Feeding the world
2 Oct 2020
An international team of researchers led by Mario Herrero at CSIRO, Australia’s national science agency, investigated 75 emerging technologies to help achieve the United Nations Sustainable Development Goals
Future technologies and systemic innovation are critical for the profound transformation the food system needs.Scientists have identified promising technologies and establish what is needed to unleash the potential of these to transform the food system. They propose that the speed of innovation could be significantly increased with the appropriate incentives, regulations and social licence. These, in turn, require constructive stakeholder dialogue and clear transition pathways.
New technologies, especially the more controversial ones, require investment and political support to get off the ground
Since before the first seeds were sown by a human hand to grow food, technology has been driving progress in agriculture and food. New technological inventions such as irrigation, bread-making and fertilisers have helped improve the food system.

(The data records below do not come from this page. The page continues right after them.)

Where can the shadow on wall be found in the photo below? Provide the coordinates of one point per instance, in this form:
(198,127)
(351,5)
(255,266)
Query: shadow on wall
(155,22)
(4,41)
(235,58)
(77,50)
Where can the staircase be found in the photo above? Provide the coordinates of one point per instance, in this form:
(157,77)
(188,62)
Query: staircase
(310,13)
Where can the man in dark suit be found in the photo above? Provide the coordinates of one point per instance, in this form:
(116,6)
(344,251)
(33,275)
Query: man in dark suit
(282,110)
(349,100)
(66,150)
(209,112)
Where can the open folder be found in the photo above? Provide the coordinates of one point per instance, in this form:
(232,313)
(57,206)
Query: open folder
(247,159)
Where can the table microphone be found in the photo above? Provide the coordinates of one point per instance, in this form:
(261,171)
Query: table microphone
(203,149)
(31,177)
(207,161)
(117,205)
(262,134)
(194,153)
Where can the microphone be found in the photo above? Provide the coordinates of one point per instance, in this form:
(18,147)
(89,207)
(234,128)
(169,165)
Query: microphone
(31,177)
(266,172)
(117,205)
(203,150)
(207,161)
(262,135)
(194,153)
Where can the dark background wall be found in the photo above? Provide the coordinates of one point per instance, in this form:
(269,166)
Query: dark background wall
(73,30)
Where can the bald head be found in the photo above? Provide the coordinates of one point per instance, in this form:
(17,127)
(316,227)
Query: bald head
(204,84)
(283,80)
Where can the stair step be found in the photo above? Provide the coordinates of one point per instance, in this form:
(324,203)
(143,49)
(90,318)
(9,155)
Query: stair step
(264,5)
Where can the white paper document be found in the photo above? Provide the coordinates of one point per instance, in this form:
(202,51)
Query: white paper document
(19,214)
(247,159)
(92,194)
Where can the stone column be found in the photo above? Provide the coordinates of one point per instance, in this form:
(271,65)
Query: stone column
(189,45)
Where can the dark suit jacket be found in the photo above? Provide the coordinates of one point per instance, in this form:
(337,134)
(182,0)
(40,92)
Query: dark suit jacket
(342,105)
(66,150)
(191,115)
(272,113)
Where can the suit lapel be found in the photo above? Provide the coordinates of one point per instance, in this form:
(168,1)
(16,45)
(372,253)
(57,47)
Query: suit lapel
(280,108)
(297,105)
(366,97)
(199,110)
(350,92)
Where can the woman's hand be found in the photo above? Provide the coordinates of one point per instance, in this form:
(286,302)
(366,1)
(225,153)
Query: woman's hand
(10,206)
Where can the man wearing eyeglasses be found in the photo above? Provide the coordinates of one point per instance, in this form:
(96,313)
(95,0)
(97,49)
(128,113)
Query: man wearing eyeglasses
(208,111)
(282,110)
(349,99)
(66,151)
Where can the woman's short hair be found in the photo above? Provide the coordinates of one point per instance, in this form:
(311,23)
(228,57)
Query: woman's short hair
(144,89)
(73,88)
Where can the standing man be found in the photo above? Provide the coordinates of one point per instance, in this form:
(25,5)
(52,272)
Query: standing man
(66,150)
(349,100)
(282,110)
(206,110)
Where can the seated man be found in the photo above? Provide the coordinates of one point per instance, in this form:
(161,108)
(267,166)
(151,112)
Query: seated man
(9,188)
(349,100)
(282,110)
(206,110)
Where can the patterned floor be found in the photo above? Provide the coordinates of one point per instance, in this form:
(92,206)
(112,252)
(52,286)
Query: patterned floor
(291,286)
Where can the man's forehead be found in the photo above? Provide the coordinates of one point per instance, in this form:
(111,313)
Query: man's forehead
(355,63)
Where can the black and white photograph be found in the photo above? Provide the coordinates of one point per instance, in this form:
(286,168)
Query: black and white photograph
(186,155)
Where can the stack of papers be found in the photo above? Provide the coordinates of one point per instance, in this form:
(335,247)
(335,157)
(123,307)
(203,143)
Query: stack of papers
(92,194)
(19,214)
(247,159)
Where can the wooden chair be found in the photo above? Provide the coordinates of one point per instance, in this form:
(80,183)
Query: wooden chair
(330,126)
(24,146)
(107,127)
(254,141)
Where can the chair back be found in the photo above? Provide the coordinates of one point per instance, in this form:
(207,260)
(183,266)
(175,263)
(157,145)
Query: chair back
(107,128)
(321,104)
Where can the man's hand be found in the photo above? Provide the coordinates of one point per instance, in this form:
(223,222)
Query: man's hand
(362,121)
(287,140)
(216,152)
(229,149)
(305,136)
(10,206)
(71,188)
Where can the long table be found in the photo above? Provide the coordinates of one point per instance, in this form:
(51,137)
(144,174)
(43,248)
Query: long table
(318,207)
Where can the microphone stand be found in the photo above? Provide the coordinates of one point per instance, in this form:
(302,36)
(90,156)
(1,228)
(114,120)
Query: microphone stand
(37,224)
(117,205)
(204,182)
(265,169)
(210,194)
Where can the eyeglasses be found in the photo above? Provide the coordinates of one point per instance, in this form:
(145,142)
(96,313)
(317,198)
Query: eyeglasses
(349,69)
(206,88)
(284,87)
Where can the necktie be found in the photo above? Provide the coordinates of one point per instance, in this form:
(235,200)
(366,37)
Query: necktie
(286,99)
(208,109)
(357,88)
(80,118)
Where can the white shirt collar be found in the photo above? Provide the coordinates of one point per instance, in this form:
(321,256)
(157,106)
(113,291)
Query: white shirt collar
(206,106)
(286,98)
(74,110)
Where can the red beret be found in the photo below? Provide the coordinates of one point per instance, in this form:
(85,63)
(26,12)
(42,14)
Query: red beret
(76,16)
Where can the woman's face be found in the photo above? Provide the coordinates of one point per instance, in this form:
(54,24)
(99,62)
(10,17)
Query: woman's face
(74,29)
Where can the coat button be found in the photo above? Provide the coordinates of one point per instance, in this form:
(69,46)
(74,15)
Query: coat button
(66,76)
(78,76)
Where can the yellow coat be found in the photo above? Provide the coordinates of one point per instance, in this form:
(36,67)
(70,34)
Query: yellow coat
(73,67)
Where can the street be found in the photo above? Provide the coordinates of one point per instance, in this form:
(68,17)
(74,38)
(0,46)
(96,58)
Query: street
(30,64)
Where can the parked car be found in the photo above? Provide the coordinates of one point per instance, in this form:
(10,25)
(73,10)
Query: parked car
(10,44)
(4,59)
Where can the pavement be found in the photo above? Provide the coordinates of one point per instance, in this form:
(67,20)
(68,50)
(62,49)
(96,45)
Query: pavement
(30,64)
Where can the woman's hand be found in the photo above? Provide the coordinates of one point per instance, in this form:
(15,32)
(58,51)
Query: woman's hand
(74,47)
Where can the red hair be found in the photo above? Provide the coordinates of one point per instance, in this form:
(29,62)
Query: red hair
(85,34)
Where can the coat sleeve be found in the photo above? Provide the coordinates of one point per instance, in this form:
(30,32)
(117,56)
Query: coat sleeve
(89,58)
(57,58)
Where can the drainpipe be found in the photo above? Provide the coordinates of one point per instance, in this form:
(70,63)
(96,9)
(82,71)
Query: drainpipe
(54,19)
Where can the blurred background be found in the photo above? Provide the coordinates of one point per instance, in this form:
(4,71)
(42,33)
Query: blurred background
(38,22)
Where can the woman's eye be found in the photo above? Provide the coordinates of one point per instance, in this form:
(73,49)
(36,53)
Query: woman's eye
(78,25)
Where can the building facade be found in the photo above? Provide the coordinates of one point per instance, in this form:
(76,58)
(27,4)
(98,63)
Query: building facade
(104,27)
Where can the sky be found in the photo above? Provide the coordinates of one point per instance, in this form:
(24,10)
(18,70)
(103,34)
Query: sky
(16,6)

However, with almost 40 % of all land on Earth under cultivation today, the food system massively impacts on the climate and the environment. It contributes to land degradation, water pollution, biodiversity loss and greenhouse gas emissions.
Figure: Essential elements for accelerating the systemic transformation of food systems. These accelerators help achieve healthy and sustainable diets, productive agrifood systems and improved waste management— three outcomes necessary to attain sustainable food systems. Source: Herrero et al. 2020.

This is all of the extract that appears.